European Summit: advances which will not guarantee an end to the crisis
Following the Summit on 28-29 June, the ETUC looks positively on the fact that immediate steps will be taken to reduce the interest rates of those countries under pressure from the markets. However, the proposed measures are insufficient to stabilise the currency, relaunch the economy and reduce unemployment.
The European summit, which has just ended in Brussels, took place in an extremely serious economic context. Admittedly, urgent measures have been taken to relieve the pressure on Spanish and Italian debt - the European Stability Mechanism (ESM) will support the banks to ease the pressure on sovereign debt. However, the ETUC is not convinced that these measures are adequate to meet the challenges to which the EU must respond in order to regain the confidence of citizens and workers.

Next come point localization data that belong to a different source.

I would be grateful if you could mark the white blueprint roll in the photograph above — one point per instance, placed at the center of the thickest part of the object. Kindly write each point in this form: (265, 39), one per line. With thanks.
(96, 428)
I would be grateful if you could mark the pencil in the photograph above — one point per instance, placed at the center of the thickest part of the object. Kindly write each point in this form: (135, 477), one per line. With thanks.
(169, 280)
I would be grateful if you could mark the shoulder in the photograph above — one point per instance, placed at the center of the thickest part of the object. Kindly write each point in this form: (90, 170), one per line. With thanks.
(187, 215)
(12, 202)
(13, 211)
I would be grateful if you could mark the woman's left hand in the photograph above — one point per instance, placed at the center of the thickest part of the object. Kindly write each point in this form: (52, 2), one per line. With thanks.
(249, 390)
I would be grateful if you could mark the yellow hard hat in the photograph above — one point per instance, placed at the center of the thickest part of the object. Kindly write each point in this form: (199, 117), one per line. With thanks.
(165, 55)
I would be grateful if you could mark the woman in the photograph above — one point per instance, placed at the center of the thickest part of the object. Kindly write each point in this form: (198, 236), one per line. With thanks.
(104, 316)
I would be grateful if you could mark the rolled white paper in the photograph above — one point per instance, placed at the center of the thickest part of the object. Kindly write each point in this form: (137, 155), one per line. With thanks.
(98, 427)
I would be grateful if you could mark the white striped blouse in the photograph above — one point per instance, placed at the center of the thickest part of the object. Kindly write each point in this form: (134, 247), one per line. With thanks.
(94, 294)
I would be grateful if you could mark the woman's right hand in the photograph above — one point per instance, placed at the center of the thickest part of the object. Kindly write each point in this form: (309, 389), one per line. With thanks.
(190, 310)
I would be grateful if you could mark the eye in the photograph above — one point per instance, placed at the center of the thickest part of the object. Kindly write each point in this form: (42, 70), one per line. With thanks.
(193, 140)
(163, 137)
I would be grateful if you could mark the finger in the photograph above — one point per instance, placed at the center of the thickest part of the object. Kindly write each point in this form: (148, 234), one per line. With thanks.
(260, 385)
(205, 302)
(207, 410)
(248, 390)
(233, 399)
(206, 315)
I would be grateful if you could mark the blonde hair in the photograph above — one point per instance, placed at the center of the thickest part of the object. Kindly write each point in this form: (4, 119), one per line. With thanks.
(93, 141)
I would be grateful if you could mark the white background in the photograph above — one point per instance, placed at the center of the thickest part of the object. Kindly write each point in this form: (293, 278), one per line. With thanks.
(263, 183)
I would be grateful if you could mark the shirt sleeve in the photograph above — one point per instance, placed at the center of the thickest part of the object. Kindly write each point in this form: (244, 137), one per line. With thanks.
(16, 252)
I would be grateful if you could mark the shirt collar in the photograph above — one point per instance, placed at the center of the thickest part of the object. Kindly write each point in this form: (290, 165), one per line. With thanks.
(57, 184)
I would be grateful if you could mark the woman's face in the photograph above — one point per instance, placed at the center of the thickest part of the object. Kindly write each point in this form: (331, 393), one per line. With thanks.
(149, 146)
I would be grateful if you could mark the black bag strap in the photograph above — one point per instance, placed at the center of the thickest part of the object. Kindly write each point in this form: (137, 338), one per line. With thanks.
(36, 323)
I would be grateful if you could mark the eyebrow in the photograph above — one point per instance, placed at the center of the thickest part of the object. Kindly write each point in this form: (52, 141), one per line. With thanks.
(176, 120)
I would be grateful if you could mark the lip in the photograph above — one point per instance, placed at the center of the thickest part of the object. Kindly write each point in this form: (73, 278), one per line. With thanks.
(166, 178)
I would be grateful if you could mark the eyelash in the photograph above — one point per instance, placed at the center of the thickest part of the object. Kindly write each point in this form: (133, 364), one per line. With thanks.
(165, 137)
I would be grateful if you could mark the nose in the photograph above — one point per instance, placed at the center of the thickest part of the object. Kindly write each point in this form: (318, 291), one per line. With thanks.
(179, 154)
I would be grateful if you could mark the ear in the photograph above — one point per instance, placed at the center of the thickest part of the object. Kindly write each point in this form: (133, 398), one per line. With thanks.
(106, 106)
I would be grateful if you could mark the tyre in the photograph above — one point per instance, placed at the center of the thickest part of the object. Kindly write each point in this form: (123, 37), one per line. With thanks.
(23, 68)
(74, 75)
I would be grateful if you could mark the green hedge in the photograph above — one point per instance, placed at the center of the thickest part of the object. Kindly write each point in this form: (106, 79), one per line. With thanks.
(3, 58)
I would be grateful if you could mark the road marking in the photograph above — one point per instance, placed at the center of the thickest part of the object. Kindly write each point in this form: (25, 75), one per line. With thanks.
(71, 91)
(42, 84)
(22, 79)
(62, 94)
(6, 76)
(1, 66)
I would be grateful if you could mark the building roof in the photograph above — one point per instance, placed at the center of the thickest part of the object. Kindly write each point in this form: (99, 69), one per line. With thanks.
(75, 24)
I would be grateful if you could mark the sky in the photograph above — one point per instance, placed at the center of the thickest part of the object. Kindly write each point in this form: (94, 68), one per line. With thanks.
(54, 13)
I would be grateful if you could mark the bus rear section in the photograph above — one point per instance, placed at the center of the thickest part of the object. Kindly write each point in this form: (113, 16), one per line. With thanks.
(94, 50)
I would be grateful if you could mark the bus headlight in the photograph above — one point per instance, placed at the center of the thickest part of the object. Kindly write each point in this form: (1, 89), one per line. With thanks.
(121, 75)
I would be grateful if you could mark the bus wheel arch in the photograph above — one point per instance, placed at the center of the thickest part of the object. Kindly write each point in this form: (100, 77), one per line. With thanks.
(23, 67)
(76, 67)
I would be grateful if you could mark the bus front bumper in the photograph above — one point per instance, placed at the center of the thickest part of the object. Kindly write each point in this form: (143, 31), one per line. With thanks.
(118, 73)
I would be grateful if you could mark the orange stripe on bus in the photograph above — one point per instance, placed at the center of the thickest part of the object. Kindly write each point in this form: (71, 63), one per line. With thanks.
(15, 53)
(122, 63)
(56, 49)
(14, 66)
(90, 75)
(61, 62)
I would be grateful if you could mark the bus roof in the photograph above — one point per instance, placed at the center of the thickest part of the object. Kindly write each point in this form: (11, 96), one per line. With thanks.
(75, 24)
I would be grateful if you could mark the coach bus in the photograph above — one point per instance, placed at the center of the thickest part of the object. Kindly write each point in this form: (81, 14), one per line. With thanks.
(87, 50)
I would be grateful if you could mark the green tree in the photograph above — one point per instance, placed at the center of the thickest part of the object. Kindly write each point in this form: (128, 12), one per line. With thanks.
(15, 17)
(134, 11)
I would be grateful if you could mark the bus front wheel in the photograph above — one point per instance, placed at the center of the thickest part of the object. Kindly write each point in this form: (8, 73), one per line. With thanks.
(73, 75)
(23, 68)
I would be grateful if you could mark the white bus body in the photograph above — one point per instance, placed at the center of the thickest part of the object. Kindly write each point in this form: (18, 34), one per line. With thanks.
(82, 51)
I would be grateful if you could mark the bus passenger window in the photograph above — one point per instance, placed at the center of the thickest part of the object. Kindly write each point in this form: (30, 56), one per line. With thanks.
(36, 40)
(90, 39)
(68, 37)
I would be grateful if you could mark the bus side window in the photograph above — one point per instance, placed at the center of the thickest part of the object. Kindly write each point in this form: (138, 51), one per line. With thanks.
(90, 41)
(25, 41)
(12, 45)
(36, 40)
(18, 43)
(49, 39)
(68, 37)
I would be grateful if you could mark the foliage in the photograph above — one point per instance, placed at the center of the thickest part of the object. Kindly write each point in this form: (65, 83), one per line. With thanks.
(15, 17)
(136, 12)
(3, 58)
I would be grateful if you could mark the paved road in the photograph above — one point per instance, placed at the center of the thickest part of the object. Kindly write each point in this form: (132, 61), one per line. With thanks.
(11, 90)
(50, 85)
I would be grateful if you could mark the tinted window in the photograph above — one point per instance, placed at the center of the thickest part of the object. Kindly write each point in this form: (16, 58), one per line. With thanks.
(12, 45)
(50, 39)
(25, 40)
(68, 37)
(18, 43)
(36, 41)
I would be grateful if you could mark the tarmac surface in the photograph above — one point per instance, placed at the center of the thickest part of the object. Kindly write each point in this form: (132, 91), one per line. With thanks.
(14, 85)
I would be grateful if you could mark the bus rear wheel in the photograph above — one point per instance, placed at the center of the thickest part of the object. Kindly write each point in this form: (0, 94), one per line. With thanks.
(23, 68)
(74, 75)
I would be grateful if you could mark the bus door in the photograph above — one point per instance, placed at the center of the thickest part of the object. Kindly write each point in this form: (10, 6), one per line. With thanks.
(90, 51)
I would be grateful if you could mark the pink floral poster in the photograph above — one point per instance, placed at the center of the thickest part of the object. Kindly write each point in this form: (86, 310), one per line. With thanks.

Bernadette Ségol, ETUC General Secretary said: “The European Council has taken several measures to provide a breathing space but serious problems still persist. Whilst the banks might be saved, we see nothing that will safeguard wages, social protection and public services. The growth pact does not really offer anything new. Other than an increase in the European Investment Bank’s capital (IEB), all that is foreseen is an improved use of the European funds and the implementation of existing programmes. Unfortunately, there is nothing to give us any hope that austerity measures will be stopped. These measures have, however, had disastrous social consequences and been economically inefficient. Proposals for banking, fiscal and economic union are on the table. The ETUC will study these in detail and demands, at the outset, to be consulted on developments which will impact on the future of workers and citizens.”